For the last 40 years, I’ve roamed the polar regions of our world. I started as a child, growing up in an Inuit community on Baffin Island, Canada, where I learned from the Inuit people not just to survive in our environment — but to thrive in and love the Arctic for all it had to offer.
Later, as a scientist, I tried using data to make the case for conservation. But it wasn’t until I became a polar photographer for Sea Legacy and National Geographic magazine that I finally found a way to convey the urgency of protecting this fragile ecosystem for the good of all humanity.
As a scientist, what I know about the Arctic is terrifying. Currently, it’s warming twice as fast as anywhere else on the planet. As a photographer, I can observe and document these effects first-hand: receding glaciers, struggling wildlife populations, and cities impacted by rising sea levels.
And as the landscape changes, driven by climate change, I am watching the Arctic region become increasingly vulnerable. In particular, we should see the rapid disappearance of sea ice here for what it is: a sign of imminent and catastrophic change. The danger of an oil spill would deliver a fatal blow to this pristine and critically important ecosystem.
This week, President Obama designated vast portions of the United States’ Arctic Ocean as indefinitely off limits for future oil and gas leasing.
The new withdrawal — which encompasses the entire U.S. Chukchi Sea and the vast majority of the U.S. Beaufort Sea — will provide critical protection for the unique and vibrant Arctic ecosystem, which is home to marine mammals and other vital ecological resources and marine species, and upon which many Alaska Native communities depend. With this action, we’ve now protected nearly 125 million acres in the Arctic from future oil and gas activity since 2015.
This action also comes in conjunction with Canada’s announcement that it will freeze offshore oil and gas leasing in its Arctic waters, to be reviewed every five years through a climate and marine science-based assessment.
My career as a scientist, photojournalist, and co-founder of SeaLegacy.org has taught me that merely telling people the ice is melting doesn’t work. Temperatures are rising. Animals are struggling, starving and drowning. Water levels are gradually immersing cities. We can no longer just talk about this. We need to show the world how urgent it is with images and stories and, more importantly, with urgent action.
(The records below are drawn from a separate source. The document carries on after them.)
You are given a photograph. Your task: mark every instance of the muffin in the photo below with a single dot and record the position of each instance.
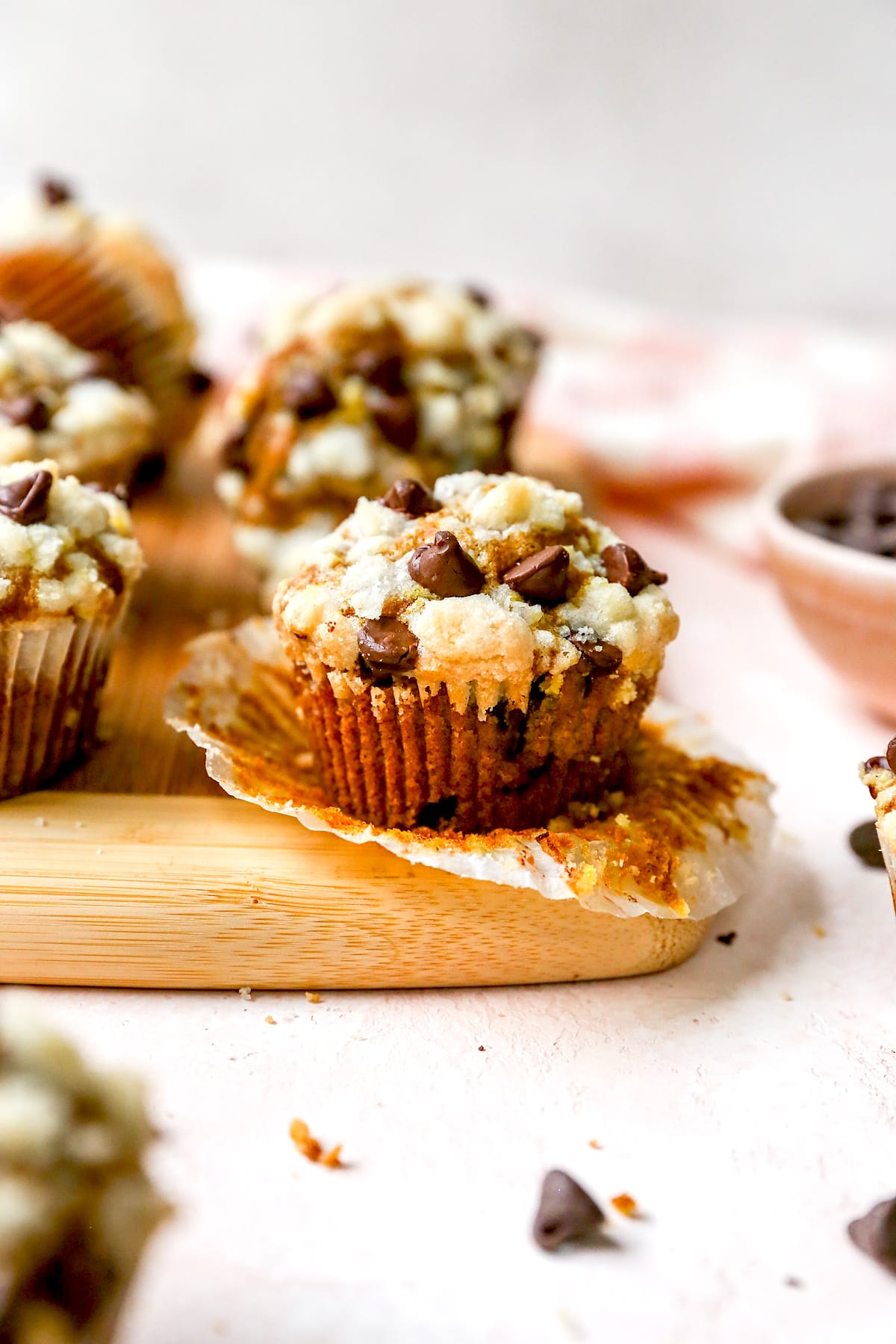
(104, 285)
(75, 1204)
(67, 564)
(370, 383)
(55, 403)
(472, 658)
At this pace the Arctic will be void of ice by 2050. It’s a message that’s hard to hear but easy to understand when you see the damage at the poles of this great Earth. Species whose survival is at serious risk, like the Pacific walrus, polar bear, bowhead whale, fin whale, spectacled eider, and Steller’s eider will benefit from these protections, and so will the communities that rely on the Arctic ecosystem for their way of life.